We tend to think of social media as a relatively recent invention with thoroughly modern implications for how people connect and engage with everything from retail brands to politicians.
It’s disrupted traditional media models and reshaped who we look to when we want to be informed.
The reality is, gathering, filtering and distributing information via a chosen social circle is as old as civilization itself.
Through history, it’s actually the more common way societies shared news.
In his book, Writing on the Wall: Social Media – The First 2,000 Years, Tom Standage points all the way back to ancient Rome for one of the earliest examples of social networking.
Are You Not Informed?
When Roman statesman and orator Marcus Tullius Cicero left Rome in 51 BC, he worried Julius Caesar might attempt to seize power in his absence.
Cicero relied on an elaborate exchange of letters and news, Standage writes, that allowed him to keep surprisingly close tabs on the empire’s capital despite being thousands of miles away.
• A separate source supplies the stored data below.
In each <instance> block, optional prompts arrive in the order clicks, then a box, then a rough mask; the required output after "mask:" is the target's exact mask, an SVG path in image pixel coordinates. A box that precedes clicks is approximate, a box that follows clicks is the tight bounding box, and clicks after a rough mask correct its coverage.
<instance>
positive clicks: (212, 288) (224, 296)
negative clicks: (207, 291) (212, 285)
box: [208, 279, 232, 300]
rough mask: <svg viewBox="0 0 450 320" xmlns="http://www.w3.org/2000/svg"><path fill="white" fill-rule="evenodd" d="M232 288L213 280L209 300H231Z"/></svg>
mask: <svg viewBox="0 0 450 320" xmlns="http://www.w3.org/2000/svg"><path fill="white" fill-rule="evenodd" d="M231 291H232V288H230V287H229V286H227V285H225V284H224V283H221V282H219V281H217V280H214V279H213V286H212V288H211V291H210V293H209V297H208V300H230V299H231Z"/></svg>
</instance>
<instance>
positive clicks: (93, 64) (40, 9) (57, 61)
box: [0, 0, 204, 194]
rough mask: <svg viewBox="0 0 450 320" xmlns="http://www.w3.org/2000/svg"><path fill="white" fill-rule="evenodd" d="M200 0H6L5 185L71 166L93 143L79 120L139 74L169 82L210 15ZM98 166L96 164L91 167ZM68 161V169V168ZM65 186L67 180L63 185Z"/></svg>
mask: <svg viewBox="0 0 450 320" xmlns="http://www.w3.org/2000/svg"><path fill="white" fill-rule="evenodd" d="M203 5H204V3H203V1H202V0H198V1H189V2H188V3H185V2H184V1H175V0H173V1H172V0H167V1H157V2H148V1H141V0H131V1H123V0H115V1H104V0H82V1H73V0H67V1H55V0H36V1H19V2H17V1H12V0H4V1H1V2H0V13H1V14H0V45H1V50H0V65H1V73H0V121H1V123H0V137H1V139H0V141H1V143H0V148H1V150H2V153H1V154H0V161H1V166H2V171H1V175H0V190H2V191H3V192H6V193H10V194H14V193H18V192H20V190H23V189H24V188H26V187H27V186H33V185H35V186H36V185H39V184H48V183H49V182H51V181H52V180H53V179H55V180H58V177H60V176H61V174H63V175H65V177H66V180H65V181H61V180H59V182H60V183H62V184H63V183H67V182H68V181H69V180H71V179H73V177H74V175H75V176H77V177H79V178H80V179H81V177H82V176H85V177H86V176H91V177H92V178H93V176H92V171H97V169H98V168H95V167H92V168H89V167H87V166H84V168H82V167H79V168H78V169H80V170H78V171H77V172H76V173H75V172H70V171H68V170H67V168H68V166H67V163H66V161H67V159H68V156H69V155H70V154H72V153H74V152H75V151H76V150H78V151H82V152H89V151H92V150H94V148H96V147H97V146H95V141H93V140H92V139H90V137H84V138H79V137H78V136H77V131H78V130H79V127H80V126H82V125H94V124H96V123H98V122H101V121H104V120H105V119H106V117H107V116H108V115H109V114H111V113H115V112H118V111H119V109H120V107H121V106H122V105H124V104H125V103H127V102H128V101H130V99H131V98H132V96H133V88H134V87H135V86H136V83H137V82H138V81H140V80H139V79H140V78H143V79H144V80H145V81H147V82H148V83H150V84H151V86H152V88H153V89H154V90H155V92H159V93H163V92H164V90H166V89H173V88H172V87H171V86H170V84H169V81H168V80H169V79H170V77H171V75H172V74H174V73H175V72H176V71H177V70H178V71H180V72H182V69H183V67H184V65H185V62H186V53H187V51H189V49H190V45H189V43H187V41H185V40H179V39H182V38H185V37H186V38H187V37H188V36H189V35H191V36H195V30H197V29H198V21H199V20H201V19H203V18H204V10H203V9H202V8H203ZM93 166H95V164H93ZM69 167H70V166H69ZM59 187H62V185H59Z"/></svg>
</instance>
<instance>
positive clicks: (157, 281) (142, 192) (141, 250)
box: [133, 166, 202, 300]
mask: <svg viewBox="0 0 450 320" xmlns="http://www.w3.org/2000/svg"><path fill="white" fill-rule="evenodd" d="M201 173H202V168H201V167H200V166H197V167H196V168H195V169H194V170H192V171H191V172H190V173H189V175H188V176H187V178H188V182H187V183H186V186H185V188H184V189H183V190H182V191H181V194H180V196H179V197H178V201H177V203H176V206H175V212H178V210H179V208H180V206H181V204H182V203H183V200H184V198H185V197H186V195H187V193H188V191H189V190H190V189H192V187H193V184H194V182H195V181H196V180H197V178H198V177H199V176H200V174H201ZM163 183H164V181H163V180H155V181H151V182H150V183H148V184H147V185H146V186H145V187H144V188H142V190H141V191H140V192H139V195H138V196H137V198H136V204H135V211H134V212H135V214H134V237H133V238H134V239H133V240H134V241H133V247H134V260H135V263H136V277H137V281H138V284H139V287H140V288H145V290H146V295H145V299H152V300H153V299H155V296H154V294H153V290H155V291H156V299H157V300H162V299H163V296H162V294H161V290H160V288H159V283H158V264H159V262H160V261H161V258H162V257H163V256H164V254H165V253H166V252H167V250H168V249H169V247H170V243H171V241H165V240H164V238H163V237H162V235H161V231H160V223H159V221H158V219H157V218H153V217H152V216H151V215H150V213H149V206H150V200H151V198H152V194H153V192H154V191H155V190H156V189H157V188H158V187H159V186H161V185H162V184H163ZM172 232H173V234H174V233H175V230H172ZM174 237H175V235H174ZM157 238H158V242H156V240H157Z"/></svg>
In something like a Roman retweet, people would frequently share letters and noteworthy speeches, often adding their own commentary or quoting passages from other communiques.
The messages have a lot in common with modern social media, Standage says:
“They are two-way, conversational environments in which information passes horizontally from one person to another along social connections, rather than being delivered vertically from an impersonal central source.”
– Tom Standage
Writing on the Wall: Social Media—The First 2,000 Years
Of course, there are modern best practices that come with effective social media campaigns today (Cicero wasn’t setting daily campaign budgets or worrying about text-to-image ratios).
But it’s a good reminder that humans are hard-wired to share information with their tribes while adding their own opinions and perspectives.